Они вошли во двор и приблизились к Просперо Колонне, который, попеняв Фьерамоске за его поздний приход, вернулся к прежнему занятию.
Осмотр производился так тщательно, что затянулся на несколько часов. Пробовали лошадей; пробовали латы, ударяя по ним копьями, алебардами
Просперо задержал только Фьерамоску, чтобы, как он сказал, посоветоваться с ним насчет предстоящего поединка, в действительности же для того, чтобы помешать ему пойти, куда ему вздумается. Бранкалеоне успел отвести синьора Просперо в сторону и уведомить его обо всем, прося каким-нибудь образом занять Фьерамоску на весь остаток дня, что синьор Просперо и выполнил в точности. Когда наступил вечер и больше не оставалось разумных поводов, чтобы удерживать юношу, ему позволили уйти. Тут Бранкалеоне, провожавший его домой, пустился в рассуждения о ратном деле и о том, как надо будет вести себя с неприятелем завтра утром. Ему настолько удалось овладеть вниманием Фьерамоски, что мысли его друга уже не стремились туда, куда его призывало сердце. Проходя по площади, они встретили испанских воинов и стали расспрашивать их о событиях этого дня; расспросы и ответы отняли немало времени, и только поздней ночью молодые люди вернулись к себе домой.
— Эти черти французы — твердый орешек, — сказал Фьерамоска, прощаясь со своим другом. — Нелегко было испанцам его разгрызть.
— Тем лучше, — возразил Бранкалеоне, — значит, мы будем иметь дело с мужчинами: недаром же мы бьемся под знаменем Колонны. Что касается меня, то я завтра собираюсь драться за двоих; подумай, что скажут эти разбойники Орсини, если узнают, что нам попало! Этот трусишка граф ди Питильяно охотно посмеялся бы… однако на этот раз, я думаю, он не порадуется.

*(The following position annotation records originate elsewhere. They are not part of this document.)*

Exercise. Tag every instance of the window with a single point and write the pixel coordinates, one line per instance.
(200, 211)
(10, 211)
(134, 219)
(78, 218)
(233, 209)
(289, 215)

— О нет! — подхватил Фьерамоска. — И может быть, кому-нибудь из этих французов солон покажется вкус апулийских фиг, которых они пожелали отведать. О! Словом, теперь постараемся отдохнуть несколько часов, а завтра мы докажем, что если бедные итальянцы и погибают, то лишь по воле злого рока; но в битве один на один они не боятся ни французов, ни целого света. Прощай, Бранкалеоне. Знаю, что ты хочешь сказать, — продолжал он улыбаясь, — не бойся: до завтрашнего вечера я буду думать только о деле. Клянусь, что сегодня кровь моя кипит сильнее, чем в тот день, когда был сделан вызов, и я надеюсь, что не посрамлю Италии и вас.
— Я в этом твердо уверен, — отвечал Бранкалеоне. — До завтра.
— До завтра, — сказал Фьерамоска, пожимая ему руку.
Они расстались. Прежде чем пойти к себе, Фьерамоска заглянул в конюшню я приласкал своего доброго боевого коня с той нежностью и с тем, можно сказать, дружеским чувством, которое испытывает каждый солдат к товарищу своих трудов и опасностей. Он гладил рукой его шею, похлопывал по спине; конь, прижав уши, покачивал головой и, играя, делал вид, что кусает хозяина.
— Бедный мой Айроне, ешь, наслаждайся, пока можно. Я не уверен, что ты и завтра будешь спать на этой подстилке… Будь то другой случай, я бы взял Бокканеру и не стал бы рисковать твоей шкурой; но завтра мне нужно иметь под седлом именно тебя. Уж ты-то меня не подведешь, я уверен. И кроме того, — добавил он, улыбаясь и взяв в руки морду коня, — ты ведь тоже итальянец и, значит, тоже должен нести наш крест.
Убедившись, что все в порядке, Фьерамоска обратился к своему оруженосцу:
— Мазуччо, в четыре часа ты напоишь его и дашь ему вдоволь ячменя, а в пять приходи помочь мне надеть доспехи.